Etiket: Bölgede

  • Omurga yaraları

    Spinal travmalar yüksek mortalite ve morbidite oranları ile seyreden ve sonuçları ile bireyi ve toplumu etkileyen travmatik lezyonların
    başında gelmektedir.

    Kısa sürede ve doğru müdahalenin prognozu etkiliyor olması, hastanın tetkik ve tedavisinin yeterli olarak yapılabileceği merkezlere ihtiyaç duyulmuş ve bu amaçla bazı ülkelerde spinal travma merkezleri kurulmuştur.

    Bu merkezlerde spinal travmalı hastalara ilk müdahalenin daha hızlı ve standardize yapılabilmesi önemlidir. Tarihçesi çok eskilere dayanan bu yaralanmalar endüstri çağına paralel olarak artan trafik ve iş kazaları, yüksekten düşme, endüstriyel yaralanmalar, ateşli silah yaralanmaları, spor yaralanmaları nedeniyle sıkça görülmektedir. ABD’de bir milyonda 30 kişi spinal travma riski altında olduğu kabul edilmektedir.

    Spinal travmalar gençlerde daha yüksek oranda görülür.Ortalama yaş 33.5 olarak literatürde belirtilmiştir. Erkek bayan oranı 4 de 1’dir.En
    önemli sebep trafik kazalarıdır.

    ABD’de yılda 1000.000’de 30 oranında kişinin spinal travma riski taşıdığı kabul edilmektedir. görülmektedir .Günümüzde artan trafik kazaları yanında ,iş kazaları ve yüksekten düşme sonucu vertebra kırıklarında artış sözkonusudur. Literatürde vertebra zedelenmeleri 15-34 yaş arası erkeklerde sık rastlandığı bildirilmektedir.

    Çalışmamızda da en sık 13 (%30.2) hasta ile 15-30 yaş arası olgularda vertebra zedelenmesi gözlendi. Spinal travmaların en sık nedeni trafik kazalarıdır.
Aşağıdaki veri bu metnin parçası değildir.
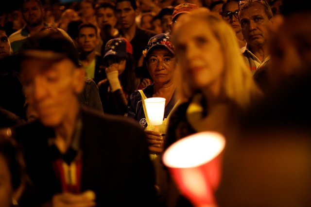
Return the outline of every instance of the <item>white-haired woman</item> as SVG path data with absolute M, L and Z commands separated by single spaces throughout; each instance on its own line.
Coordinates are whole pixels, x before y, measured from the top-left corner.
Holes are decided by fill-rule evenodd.
M 221 18 L 200 8 L 182 16 L 172 36 L 182 103 L 171 116 L 164 149 L 196 132 L 229 134 L 236 115 L 261 94 L 239 53 L 235 32 Z M 178 195 L 171 191 L 168 203 L 178 201 Z

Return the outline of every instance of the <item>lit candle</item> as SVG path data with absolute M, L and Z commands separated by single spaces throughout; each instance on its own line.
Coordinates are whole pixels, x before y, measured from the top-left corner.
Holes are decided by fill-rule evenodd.
M 179 140 L 163 154 L 163 163 L 181 193 L 196 207 L 216 205 L 214 192 L 220 180 L 225 144 L 219 133 L 203 132 Z
M 165 98 L 153 97 L 144 100 L 147 114 L 151 125 L 160 125 L 163 121 Z

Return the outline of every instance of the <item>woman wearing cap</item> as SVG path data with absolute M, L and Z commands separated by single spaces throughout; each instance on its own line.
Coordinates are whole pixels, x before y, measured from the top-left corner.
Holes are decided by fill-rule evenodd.
M 154 131 L 155 127 L 149 124 L 149 120 L 144 110 L 144 100 L 152 97 L 161 97 L 166 99 L 164 118 L 168 118 L 171 111 L 176 104 L 175 89 L 176 84 L 173 80 L 176 66 L 174 47 L 172 44 L 171 35 L 159 34 L 152 37 L 143 51 L 147 67 L 154 84 L 143 90 L 133 93 L 128 105 L 127 116 L 138 121 L 140 126 L 145 128 L 150 144 L 151 154 L 162 152 L 163 138 L 166 133 L 166 122 L 159 128 L 159 131 Z
M 132 45 L 121 37 L 109 40 L 105 47 L 103 63 L 107 79 L 98 83 L 105 113 L 123 115 L 127 111 L 128 96 L 151 83 L 136 78 Z

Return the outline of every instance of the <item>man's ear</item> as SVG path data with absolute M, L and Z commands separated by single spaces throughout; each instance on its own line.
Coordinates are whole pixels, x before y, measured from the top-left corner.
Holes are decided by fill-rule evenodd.
M 135 9 L 135 17 L 138 16 L 140 14 L 140 10 L 139 8 Z
M 81 66 L 73 71 L 73 87 L 74 92 L 79 94 L 83 91 L 85 82 L 86 71 L 84 67 Z
M 270 29 L 272 32 L 275 32 L 278 30 L 279 28 L 283 24 L 284 17 L 282 15 L 276 15 L 270 19 L 272 23 Z

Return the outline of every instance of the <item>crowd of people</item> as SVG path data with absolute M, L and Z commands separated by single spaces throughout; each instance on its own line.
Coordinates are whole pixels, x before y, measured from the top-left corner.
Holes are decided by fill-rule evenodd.
M 161 156 L 205 131 L 226 142 L 209 204 L 311 205 L 307 0 L 22 1 L 0 10 L 1 207 L 192 206 Z

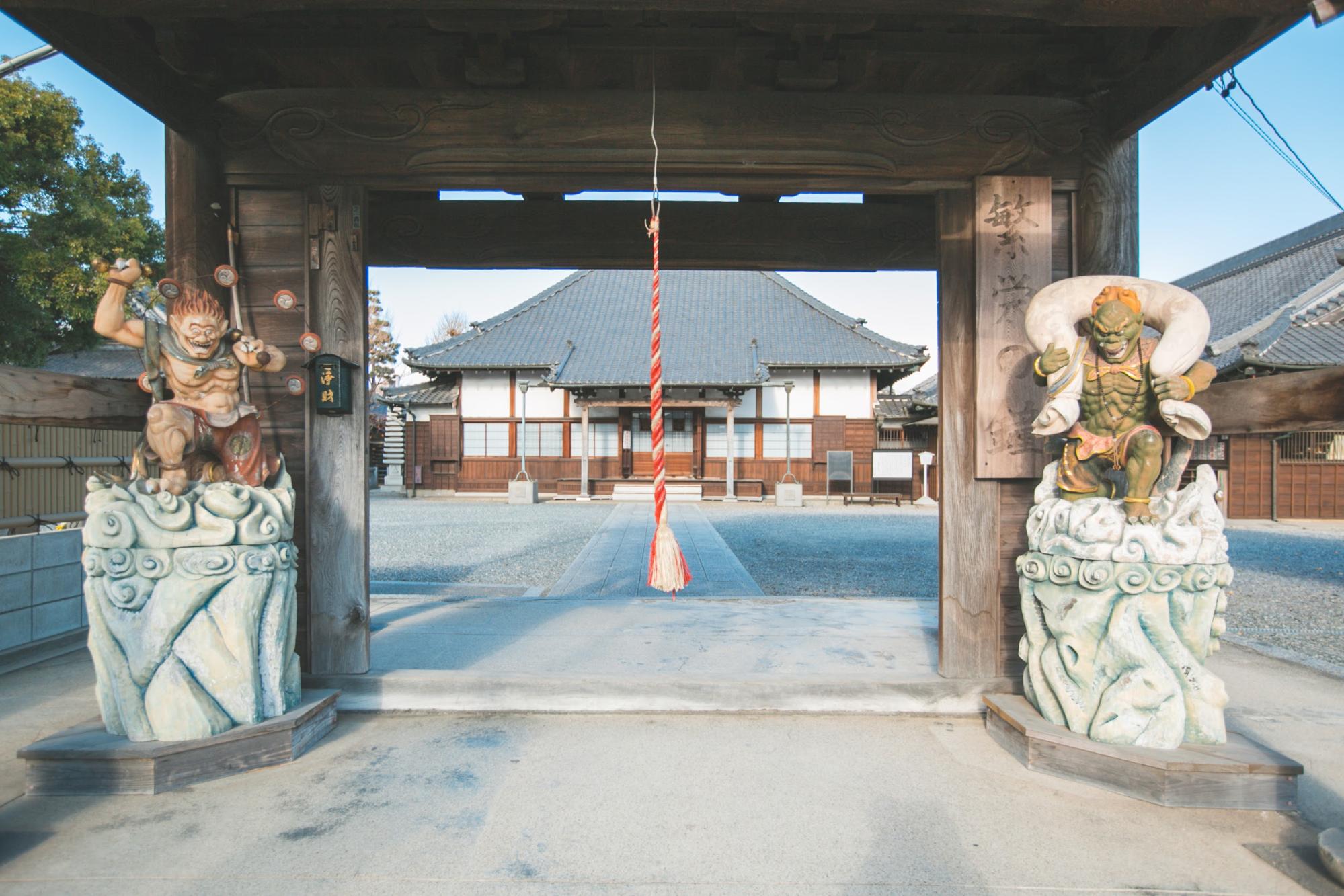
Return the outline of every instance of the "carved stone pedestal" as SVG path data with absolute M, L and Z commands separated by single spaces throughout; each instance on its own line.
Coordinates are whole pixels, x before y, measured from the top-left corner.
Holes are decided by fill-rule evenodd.
M 989 736 L 1032 771 L 1159 806 L 1297 809 L 1302 766 L 1238 733 L 1216 746 L 1125 747 L 1051 724 L 1017 695 L 989 695 L 985 705 Z
M 132 742 L 198 740 L 298 704 L 294 490 L 89 481 L 83 528 L 98 707 Z
M 136 743 L 101 721 L 24 747 L 30 794 L 161 794 L 203 780 L 293 762 L 336 724 L 340 690 L 305 690 L 282 716 L 200 740 Z
M 508 484 L 509 504 L 536 504 L 536 480 L 513 480 Z
M 1051 463 L 1017 557 L 1027 700 L 1103 743 L 1223 743 L 1227 690 L 1204 668 L 1232 580 L 1214 472 L 1154 497 L 1157 521 L 1142 524 L 1120 501 L 1055 497 L 1054 476 Z

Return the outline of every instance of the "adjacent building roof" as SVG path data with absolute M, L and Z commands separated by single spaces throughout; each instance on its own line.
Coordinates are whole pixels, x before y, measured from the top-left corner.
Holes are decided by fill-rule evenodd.
M 78 352 L 47 355 L 42 369 L 103 380 L 133 380 L 145 372 L 138 349 L 121 343 L 103 343 Z
M 445 343 L 410 349 L 425 371 L 544 368 L 555 386 L 649 382 L 649 271 L 578 271 Z M 673 270 L 661 275 L 667 386 L 755 386 L 777 367 L 913 371 L 926 349 L 880 336 L 784 277 Z
M 456 404 L 457 387 L 446 383 L 411 383 L 410 386 L 392 386 L 375 396 L 383 404 Z
M 1344 215 L 1175 283 L 1208 306 L 1206 357 L 1219 372 L 1344 364 Z
M 918 386 L 896 392 L 895 387 L 878 392 L 874 414 L 888 420 L 921 420 L 938 411 L 938 375 Z

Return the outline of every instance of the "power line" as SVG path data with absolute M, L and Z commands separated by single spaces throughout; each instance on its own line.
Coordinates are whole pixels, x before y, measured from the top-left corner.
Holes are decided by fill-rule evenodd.
M 1242 106 L 1239 102 L 1236 102 L 1236 99 L 1231 95 L 1232 91 L 1236 90 L 1238 87 L 1246 95 L 1246 99 L 1247 102 L 1251 103 L 1251 107 L 1259 114 L 1261 120 L 1263 120 L 1265 125 L 1267 125 L 1269 129 L 1274 133 L 1273 137 L 1270 137 L 1269 132 L 1266 132 L 1265 128 L 1262 128 L 1261 124 L 1255 121 L 1249 111 L 1246 111 L 1246 107 Z M 1235 69 L 1228 69 L 1227 74 L 1219 75 L 1216 79 L 1214 79 L 1214 83 L 1211 83 L 1208 89 L 1218 90 L 1218 95 L 1222 97 L 1223 102 L 1226 102 L 1227 106 L 1236 113 L 1236 117 L 1245 121 L 1246 125 L 1251 130 L 1254 130 L 1255 134 L 1261 140 L 1263 140 L 1265 144 L 1270 149 L 1273 149 L 1279 159 L 1288 163 L 1288 167 L 1296 171 L 1297 175 L 1302 180 L 1305 180 L 1312 189 L 1318 192 L 1328 203 L 1331 203 L 1340 211 L 1344 211 L 1344 206 L 1341 206 L 1340 201 L 1335 199 L 1335 195 L 1331 193 L 1331 191 L 1325 187 L 1324 183 L 1321 183 L 1321 179 L 1316 176 L 1316 172 L 1313 172 L 1310 167 L 1297 153 L 1297 150 L 1293 149 L 1292 144 L 1288 142 L 1288 140 L 1284 137 L 1279 129 L 1274 126 L 1274 122 L 1269 120 L 1269 116 L 1265 114 L 1265 110 L 1261 109 L 1259 103 L 1255 102 L 1255 98 L 1251 97 L 1250 91 L 1246 90 L 1246 85 L 1243 85 L 1241 79 L 1236 77 Z

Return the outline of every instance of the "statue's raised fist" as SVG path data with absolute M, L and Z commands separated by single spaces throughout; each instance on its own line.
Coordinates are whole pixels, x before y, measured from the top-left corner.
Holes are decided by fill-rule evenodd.
M 1050 345 L 1046 347 L 1046 351 L 1040 353 L 1040 357 L 1036 359 L 1036 368 L 1046 376 L 1050 376 L 1067 363 L 1068 363 L 1068 349 L 1056 348 L 1055 344 L 1051 343 Z
M 99 270 L 102 270 L 101 265 Z M 140 279 L 142 273 L 140 262 L 134 258 L 118 258 L 116 265 L 109 265 L 106 267 L 108 279 L 113 283 L 121 283 L 122 286 L 130 286 Z

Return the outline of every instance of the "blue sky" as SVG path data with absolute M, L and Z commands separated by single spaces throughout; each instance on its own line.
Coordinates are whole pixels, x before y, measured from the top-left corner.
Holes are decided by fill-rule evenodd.
M 42 40 L 0 16 L 0 54 Z M 1331 73 L 1344 59 L 1344 23 L 1304 21 L 1238 66 L 1238 74 L 1325 185 L 1344 199 L 1344 114 Z M 149 183 L 163 216 L 163 125 L 69 59 L 30 67 L 83 109 L 85 132 L 118 152 Z M 1245 105 L 1245 103 L 1243 103 Z M 1140 273 L 1173 279 L 1336 214 L 1228 109 L 1200 91 L 1140 133 Z M 634 226 L 642 216 L 633 211 Z M 664 212 L 675 235 L 675 206 Z M 564 271 L 427 271 L 375 269 L 394 329 L 418 344 L 448 310 L 489 317 L 559 279 Z M 937 343 L 929 273 L 786 275 L 878 332 L 917 345 Z M 931 369 L 931 367 L 929 368 Z M 927 372 L 927 371 L 926 371 Z M 915 379 L 925 373 L 917 375 Z

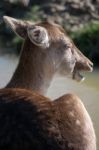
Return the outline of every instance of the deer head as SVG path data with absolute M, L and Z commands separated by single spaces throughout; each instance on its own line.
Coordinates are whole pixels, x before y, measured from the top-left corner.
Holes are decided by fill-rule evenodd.
M 35 46 L 45 57 L 50 57 L 55 73 L 82 81 L 80 72 L 93 70 L 93 63 L 79 51 L 61 26 L 49 21 L 34 24 L 8 16 L 4 16 L 4 21 L 17 35 L 28 39 L 32 50 Z

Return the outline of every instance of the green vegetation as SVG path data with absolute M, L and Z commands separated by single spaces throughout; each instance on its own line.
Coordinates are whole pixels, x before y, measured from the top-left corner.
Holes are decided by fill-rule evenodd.
M 78 48 L 99 65 L 99 22 L 89 23 L 70 35 Z
M 10 5 L 11 9 L 6 7 L 6 10 L 0 10 L 0 13 L 4 12 L 4 15 L 9 15 L 19 19 L 40 21 L 44 19 L 42 15 L 40 5 L 29 6 L 24 8 L 21 5 L 13 4 Z M 17 11 L 18 10 L 18 11 Z M 5 12 L 6 11 L 6 12 Z M 40 13 L 41 12 L 41 13 Z M 12 14 L 12 15 L 10 15 Z M 20 16 L 21 14 L 21 16 Z M 63 25 L 64 26 L 64 25 Z M 66 29 L 66 26 L 64 26 Z M 68 31 L 67 31 L 68 32 Z M 77 31 L 70 31 L 69 35 L 74 40 L 76 46 L 87 56 L 89 57 L 94 64 L 99 65 L 99 22 L 92 22 L 85 25 L 82 29 Z M 15 36 L 13 32 L 5 27 L 4 23 L 0 24 L 0 45 L 1 47 L 6 47 L 15 51 L 16 54 L 20 52 L 22 40 Z

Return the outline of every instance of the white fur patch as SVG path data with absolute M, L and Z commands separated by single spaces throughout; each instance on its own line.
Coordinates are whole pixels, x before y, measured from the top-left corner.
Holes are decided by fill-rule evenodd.
M 76 125 L 80 126 L 80 121 L 78 119 L 76 120 Z
M 69 112 L 69 115 L 70 115 L 71 117 L 74 117 L 74 116 L 75 116 L 73 111 L 70 111 L 70 112 Z

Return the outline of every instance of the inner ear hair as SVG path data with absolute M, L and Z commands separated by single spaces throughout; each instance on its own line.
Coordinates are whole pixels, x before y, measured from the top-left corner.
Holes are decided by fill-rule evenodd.
M 32 24 L 29 21 L 22 21 L 8 16 L 4 16 L 3 20 L 18 36 L 23 39 L 27 34 L 27 26 Z
M 37 46 L 48 47 L 49 38 L 47 30 L 42 26 L 34 26 L 27 29 L 30 40 Z

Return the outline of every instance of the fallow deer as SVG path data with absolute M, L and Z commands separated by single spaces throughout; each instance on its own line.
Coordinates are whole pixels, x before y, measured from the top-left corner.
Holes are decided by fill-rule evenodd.
M 96 150 L 92 121 L 75 94 L 51 101 L 45 93 L 58 72 L 81 80 L 92 63 L 54 23 L 31 24 L 5 16 L 25 38 L 19 65 L 0 90 L 0 149 Z M 22 89 L 24 88 L 24 89 Z

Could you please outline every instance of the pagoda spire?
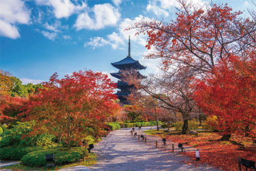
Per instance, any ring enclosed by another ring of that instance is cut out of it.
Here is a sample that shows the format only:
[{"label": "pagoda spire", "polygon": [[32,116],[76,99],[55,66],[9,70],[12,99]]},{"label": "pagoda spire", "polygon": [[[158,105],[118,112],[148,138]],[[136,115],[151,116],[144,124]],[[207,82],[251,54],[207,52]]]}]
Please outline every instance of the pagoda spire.
[{"label": "pagoda spire", "polygon": [[130,35],[129,35],[128,57],[131,57],[131,40],[130,40]]}]

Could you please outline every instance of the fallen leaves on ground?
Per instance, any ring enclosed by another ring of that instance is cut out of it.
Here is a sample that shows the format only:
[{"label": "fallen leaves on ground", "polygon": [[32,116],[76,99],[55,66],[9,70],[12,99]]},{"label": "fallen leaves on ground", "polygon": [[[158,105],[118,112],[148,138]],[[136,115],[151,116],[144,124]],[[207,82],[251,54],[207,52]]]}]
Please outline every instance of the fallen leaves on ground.
[{"label": "fallen leaves on ground", "polygon": [[[191,147],[199,150],[200,160],[195,161],[195,151],[184,153],[190,160],[187,164],[207,164],[223,170],[238,170],[238,157],[256,162],[256,146],[252,146],[252,139],[233,135],[231,141],[217,141],[221,135],[216,133],[200,133],[193,135],[154,135],[164,137],[167,141],[185,143],[185,147]],[[241,144],[241,145],[239,145]],[[242,166],[242,170],[245,167]],[[248,170],[250,170],[249,169]]]}]

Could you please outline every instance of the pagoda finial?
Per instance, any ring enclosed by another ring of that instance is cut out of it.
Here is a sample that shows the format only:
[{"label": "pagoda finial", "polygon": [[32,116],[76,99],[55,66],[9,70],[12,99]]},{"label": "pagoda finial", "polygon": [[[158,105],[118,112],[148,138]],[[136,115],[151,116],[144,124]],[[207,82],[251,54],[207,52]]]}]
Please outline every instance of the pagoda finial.
[{"label": "pagoda finial", "polygon": [[130,40],[130,35],[129,35],[128,57],[131,57],[131,40]]}]

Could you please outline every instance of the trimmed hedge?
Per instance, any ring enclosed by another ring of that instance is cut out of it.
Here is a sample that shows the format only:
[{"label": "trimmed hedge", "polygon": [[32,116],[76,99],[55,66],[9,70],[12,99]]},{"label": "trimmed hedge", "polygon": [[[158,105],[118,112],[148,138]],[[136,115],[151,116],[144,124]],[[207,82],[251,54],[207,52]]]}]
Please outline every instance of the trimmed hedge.
[{"label": "trimmed hedge", "polygon": [[111,131],[114,131],[116,129],[119,129],[121,128],[120,124],[117,123],[108,123],[106,124],[106,126],[109,127]]},{"label": "trimmed hedge", "polygon": [[[175,129],[177,131],[181,131],[182,130],[182,127],[183,127],[183,121],[177,121],[176,123],[174,123],[174,127],[175,127]],[[198,129],[198,125],[199,123],[197,122],[196,122],[194,120],[189,120],[189,129],[191,129],[191,130],[195,130],[195,129]]]},{"label": "trimmed hedge", "polygon": [[0,127],[0,136],[3,134],[3,129]]},{"label": "trimmed hedge", "polygon": [[48,162],[45,160],[45,155],[47,153],[53,153],[55,164],[61,165],[78,162],[84,158],[88,151],[84,147],[73,147],[70,150],[67,148],[43,149],[25,155],[21,160],[21,164],[32,167],[46,166]]},{"label": "trimmed hedge", "polygon": [[0,148],[0,160],[20,160],[26,154],[42,149],[42,147],[20,147],[13,146]]},{"label": "trimmed hedge", "polygon": [[[160,125],[161,123],[158,121],[158,124]],[[137,123],[130,123],[130,121],[124,121],[119,123],[108,123],[106,125],[109,127],[111,131],[119,129],[120,128],[132,128],[132,127],[150,127],[156,125],[156,121],[151,122],[137,122]]]}]

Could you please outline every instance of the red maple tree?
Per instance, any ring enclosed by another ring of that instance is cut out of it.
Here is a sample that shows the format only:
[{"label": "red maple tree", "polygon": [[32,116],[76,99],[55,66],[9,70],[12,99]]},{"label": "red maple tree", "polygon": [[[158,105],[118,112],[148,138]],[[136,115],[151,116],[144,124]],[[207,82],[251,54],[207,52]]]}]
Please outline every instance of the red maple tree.
[{"label": "red maple tree", "polygon": [[36,121],[34,133],[55,133],[69,149],[72,141],[100,136],[106,118],[118,105],[115,83],[100,72],[79,71],[63,79],[55,73],[43,85],[42,93],[30,97],[26,119]]},{"label": "red maple tree", "polygon": [[9,124],[20,119],[17,116],[24,112],[27,101],[26,98],[2,96],[0,98],[0,123]]},{"label": "red maple tree", "polygon": [[222,135],[256,136],[256,57],[232,56],[216,65],[205,81],[197,81],[195,99]]}]

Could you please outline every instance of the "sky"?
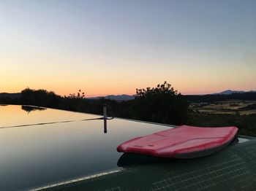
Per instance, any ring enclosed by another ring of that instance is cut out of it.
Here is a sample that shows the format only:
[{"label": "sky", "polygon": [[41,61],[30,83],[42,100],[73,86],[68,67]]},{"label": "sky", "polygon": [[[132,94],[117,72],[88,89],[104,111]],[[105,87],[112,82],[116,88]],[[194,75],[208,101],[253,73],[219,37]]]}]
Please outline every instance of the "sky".
[{"label": "sky", "polygon": [[0,92],[256,90],[255,0],[2,0]]}]

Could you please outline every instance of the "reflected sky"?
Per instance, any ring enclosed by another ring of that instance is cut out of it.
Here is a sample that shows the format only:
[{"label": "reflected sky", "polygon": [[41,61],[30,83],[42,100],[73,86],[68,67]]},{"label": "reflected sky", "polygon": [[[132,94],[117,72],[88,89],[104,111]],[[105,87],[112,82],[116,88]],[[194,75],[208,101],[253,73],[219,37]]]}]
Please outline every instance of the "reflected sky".
[{"label": "reflected sky", "polygon": [[7,126],[23,125],[40,122],[61,122],[66,120],[80,120],[99,117],[99,115],[67,112],[59,109],[33,109],[28,112],[29,106],[10,105],[0,106],[0,128]]},{"label": "reflected sky", "polygon": [[[47,109],[29,114],[20,106],[0,106],[2,125],[75,120],[0,129],[0,185],[26,190],[118,168],[116,147],[135,136],[170,127],[121,119],[78,121],[99,116]],[[13,181],[15,184],[13,184]]]}]

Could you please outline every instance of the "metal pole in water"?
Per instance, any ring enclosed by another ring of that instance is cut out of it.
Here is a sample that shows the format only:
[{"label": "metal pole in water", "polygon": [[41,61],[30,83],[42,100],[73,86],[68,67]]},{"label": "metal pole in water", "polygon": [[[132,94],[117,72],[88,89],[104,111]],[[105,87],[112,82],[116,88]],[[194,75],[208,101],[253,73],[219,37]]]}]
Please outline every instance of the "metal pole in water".
[{"label": "metal pole in water", "polygon": [[107,104],[103,104],[104,133],[107,133]]}]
Hagen ve ark’nın yaptıkları bir çalışmada, düşmeler %45, motorlu taşıt kazası %35 olarak bildirilmiştir.

    Burney ve ark’nın yaprığı çalışmada taşıt kazası %40,düşmeler %20,ateşli silah yaralanmaları %13.6 olarak bildirilmiştir. Meyer ve ark spinal travma nedenlerini trafik kazaları %42, düşmeler % 22.8 olarak bildirmişlerdir. Çalışmamızda ise yaralanma mekanizmaları incelendiğinde yüksekten düşmeler %60.4, trafik kazaları % 34.8 ve suya dalma % 4.6 oranda bulunmuştur.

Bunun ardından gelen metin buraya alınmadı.